Oh tentu bisa saja melakukan video call setiap hari. Tapi, percayalah, itu hanya di awal-awal masa LDR saja. Selanjutnya? Komunikasi dengan teknologi itu bikin letih. Sinar radiasi yang terpapar dari handphone mungkin bisa dijadikan alibi mengenai hal ini, khususnya oleh pasangan kita yang nggak doyan keseringan pegang handphone.

Padahal, jelas dalam hubungan jarak jauh dibutuhkan tenaga ekstra karena berisiko dan rentan untuk gagal. Sudah jelas juga, dibutuhkan komunikasi yang lebih baik untuk mengatasi semua perasaaan ragu dan was-was tentang dia yang hidup di antara ratusan manusia yang sama-sama memiliki peluang menjadi pendamping hidupnya. Eh, malah dianya sulit banget dihubungi. Alasan sibuklah, alasan males pegang handphone-lah. Kalau kayak gini, gimana nggak punya pikiran dan imajinasi macam-macam?!

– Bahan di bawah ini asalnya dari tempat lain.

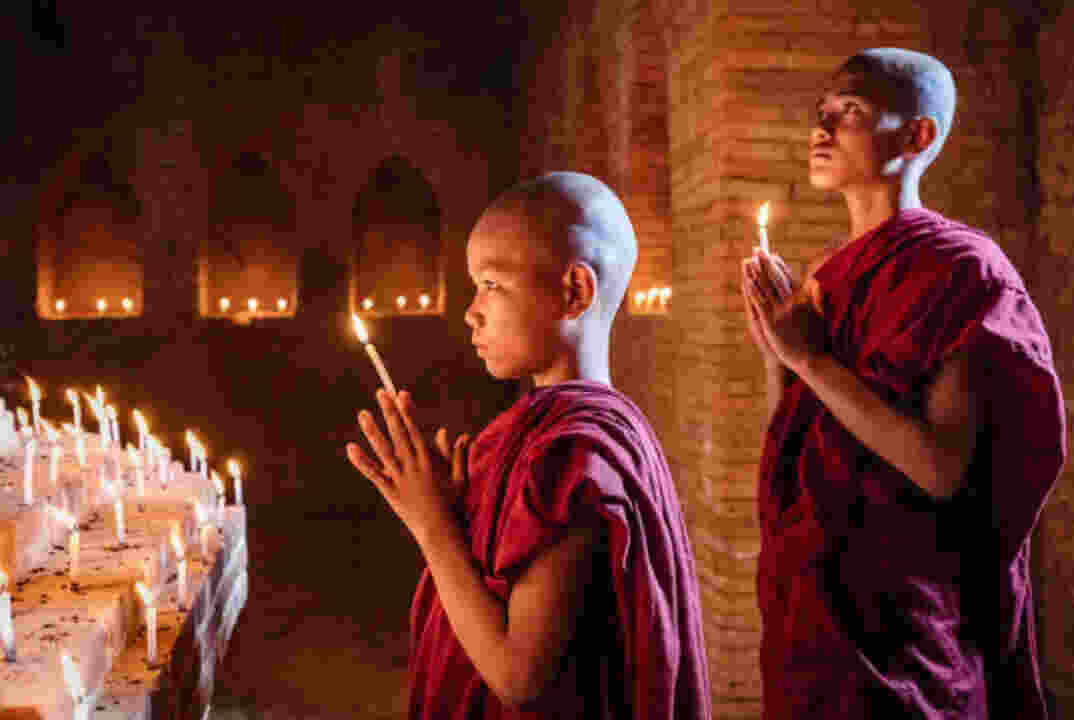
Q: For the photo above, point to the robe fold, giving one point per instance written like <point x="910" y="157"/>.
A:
<point x="560" y="454"/>
<point x="877" y="600"/>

Lagipula, sungguh video call bukanlah solusi untuk melampiaskan rindu yang mendera. Pasalnya, dengan komunikasi tak langsung ini, pelampiasan si rindu justru nanggung. Akhirnya, rindu jadi semakin membludak jumlahnya. Kangen menjadi semakin terasa berat. Sayangnya, semua itu terhalang dengan…

…tiket pesawat yang mahal!

Menjaga komunikasi ‘untuk tetap ada’ saja sungguh sulitnya minta ampun. Apalagi katanya tips-tips motivasi untuk sukses LDR, kita juga harus menurunkan sedikit ego supaya dapat berkomunikasi dengan sehat. Hadeh, apa mereka ini nggak paham kalau mengelola rasa rindu itu sungguh berat? Jadi kalau ada perasaan ingin lebih dipahami, ingin lebih egois daripada biasanya, apa ya salah? Lagi kangen loh, ini~

Jadi, nggak usah juga percaya gombalannya Dilan. Dia pikir rasa rindu itu bisa tergantikan?! Rindu itu berat, biar aku aja. Tunggu, tunggu, macam mana perasaan bisa dialihkan ke orang lain kayak gitu? Pakai guna-guna, po? Apa gimana?

Selain itu, yang perlu kita pahami bersama, sesungguhnya LDR itu jauh-jauh lebih berat dibandingkan nggak punya pacar alias jomlo. Udah kalian yang jomlo dan bangga sok menjadi pesakitan cinta, nggak perlu protes!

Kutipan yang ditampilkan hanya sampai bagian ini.